Though Kuhn applied his conception of revolutionary change to the project of science, it has a broader application and a longer history. In Capitalism, Socialism and Democracy, the economist Joseph Schumpeter outlined his theory of “creative destruction”. Schumpeter identified the periodic destruction of certain commercial ventures, so new ones could take their place.  In his analysis, a “gale of creative destruction” drives “industrial mutation that incessantly revolutionizes the economic structure from within, incessantly destroying the old one, incessantly creating a new one”.

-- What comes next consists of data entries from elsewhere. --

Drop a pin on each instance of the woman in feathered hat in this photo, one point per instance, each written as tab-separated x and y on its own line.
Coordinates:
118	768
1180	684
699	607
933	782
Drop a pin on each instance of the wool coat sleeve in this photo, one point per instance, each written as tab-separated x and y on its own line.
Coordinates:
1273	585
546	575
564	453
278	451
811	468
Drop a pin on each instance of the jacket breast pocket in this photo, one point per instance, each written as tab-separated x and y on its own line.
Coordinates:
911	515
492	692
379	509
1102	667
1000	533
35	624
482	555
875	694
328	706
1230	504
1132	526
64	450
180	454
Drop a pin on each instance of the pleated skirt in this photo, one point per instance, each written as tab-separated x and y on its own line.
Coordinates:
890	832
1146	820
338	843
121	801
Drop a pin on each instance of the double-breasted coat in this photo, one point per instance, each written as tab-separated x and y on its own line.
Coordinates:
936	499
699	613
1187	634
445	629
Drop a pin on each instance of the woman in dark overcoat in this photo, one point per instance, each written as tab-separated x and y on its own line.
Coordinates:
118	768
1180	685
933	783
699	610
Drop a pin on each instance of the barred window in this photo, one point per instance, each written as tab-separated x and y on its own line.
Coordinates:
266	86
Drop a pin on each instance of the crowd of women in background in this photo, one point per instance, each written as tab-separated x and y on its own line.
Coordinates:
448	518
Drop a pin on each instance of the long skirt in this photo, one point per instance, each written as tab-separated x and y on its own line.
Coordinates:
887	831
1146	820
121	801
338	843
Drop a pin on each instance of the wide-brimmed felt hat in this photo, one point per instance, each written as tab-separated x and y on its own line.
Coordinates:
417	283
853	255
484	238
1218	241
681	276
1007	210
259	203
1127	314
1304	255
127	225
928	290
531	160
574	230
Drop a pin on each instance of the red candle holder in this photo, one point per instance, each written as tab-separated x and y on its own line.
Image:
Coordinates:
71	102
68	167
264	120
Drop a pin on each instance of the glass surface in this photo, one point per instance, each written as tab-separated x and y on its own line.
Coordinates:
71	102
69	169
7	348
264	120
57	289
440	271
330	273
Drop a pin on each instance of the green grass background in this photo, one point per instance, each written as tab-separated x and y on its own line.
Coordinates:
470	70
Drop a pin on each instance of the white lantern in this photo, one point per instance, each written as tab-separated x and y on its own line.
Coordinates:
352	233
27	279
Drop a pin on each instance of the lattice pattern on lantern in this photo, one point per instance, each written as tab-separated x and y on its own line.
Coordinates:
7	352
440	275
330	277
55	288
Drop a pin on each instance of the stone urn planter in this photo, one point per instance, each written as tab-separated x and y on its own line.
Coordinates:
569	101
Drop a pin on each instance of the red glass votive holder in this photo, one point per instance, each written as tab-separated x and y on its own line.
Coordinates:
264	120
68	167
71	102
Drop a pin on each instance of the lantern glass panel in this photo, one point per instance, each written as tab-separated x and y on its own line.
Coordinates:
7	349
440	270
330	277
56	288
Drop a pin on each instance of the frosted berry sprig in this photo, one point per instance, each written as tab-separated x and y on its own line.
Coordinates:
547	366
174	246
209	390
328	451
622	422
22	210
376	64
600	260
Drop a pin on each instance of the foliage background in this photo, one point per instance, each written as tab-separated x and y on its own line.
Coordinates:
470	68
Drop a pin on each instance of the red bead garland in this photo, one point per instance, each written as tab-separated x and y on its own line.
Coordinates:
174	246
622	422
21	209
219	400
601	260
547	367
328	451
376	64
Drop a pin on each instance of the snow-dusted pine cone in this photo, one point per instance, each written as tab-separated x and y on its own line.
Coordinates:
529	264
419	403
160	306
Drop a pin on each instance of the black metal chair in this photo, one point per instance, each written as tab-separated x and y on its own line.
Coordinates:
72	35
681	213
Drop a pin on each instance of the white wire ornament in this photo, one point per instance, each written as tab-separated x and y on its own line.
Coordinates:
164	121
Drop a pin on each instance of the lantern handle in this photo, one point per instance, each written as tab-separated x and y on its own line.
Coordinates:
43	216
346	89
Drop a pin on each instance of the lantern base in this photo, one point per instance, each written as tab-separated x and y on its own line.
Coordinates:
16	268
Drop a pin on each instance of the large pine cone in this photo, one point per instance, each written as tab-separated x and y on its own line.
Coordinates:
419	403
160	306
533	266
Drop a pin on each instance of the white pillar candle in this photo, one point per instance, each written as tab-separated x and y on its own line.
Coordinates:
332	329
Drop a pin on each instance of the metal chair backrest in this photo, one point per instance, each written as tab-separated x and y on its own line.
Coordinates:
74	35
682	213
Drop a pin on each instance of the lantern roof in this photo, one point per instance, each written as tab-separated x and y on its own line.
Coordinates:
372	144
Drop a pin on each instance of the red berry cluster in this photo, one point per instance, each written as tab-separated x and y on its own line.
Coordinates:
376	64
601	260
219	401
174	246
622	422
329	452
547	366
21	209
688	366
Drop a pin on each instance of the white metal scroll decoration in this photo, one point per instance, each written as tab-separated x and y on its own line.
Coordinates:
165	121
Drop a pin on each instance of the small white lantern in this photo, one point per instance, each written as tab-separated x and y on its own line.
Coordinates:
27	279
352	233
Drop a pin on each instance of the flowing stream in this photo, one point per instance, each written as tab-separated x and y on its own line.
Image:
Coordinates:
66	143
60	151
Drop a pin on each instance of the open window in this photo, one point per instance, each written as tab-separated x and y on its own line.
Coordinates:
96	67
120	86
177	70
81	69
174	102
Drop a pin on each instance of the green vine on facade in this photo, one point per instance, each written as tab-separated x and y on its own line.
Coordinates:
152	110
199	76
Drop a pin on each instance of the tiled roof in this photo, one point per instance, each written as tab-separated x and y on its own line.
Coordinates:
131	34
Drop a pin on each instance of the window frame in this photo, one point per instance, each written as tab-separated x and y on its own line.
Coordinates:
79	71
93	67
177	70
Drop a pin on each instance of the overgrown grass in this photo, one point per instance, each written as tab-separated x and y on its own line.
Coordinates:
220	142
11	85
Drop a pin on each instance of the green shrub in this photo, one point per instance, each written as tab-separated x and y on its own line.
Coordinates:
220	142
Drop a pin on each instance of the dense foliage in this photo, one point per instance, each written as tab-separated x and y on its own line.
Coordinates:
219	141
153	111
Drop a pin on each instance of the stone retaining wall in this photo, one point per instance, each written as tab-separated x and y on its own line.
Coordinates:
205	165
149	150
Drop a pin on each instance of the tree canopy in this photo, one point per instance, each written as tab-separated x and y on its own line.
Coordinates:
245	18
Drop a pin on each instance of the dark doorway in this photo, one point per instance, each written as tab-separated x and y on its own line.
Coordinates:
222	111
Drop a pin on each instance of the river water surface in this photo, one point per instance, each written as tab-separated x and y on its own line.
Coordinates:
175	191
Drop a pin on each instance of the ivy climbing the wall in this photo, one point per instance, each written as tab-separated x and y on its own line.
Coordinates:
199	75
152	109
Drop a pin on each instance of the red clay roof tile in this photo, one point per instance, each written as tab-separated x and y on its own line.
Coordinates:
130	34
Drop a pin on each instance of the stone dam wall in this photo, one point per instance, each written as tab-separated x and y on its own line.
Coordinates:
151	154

Schumpeter owed at least part of his inspiration to Marx’s analysis of accumulation and destruction of capital. And we can go on, in the study of both human and natural societies, scientists and philosophers have remarked on concentrated periods of change. All observers of humanity understand that there are moments of profound regeneration when we see with new, clear eyes and the world is remade. The rest of the time, we plod along, one step at a time.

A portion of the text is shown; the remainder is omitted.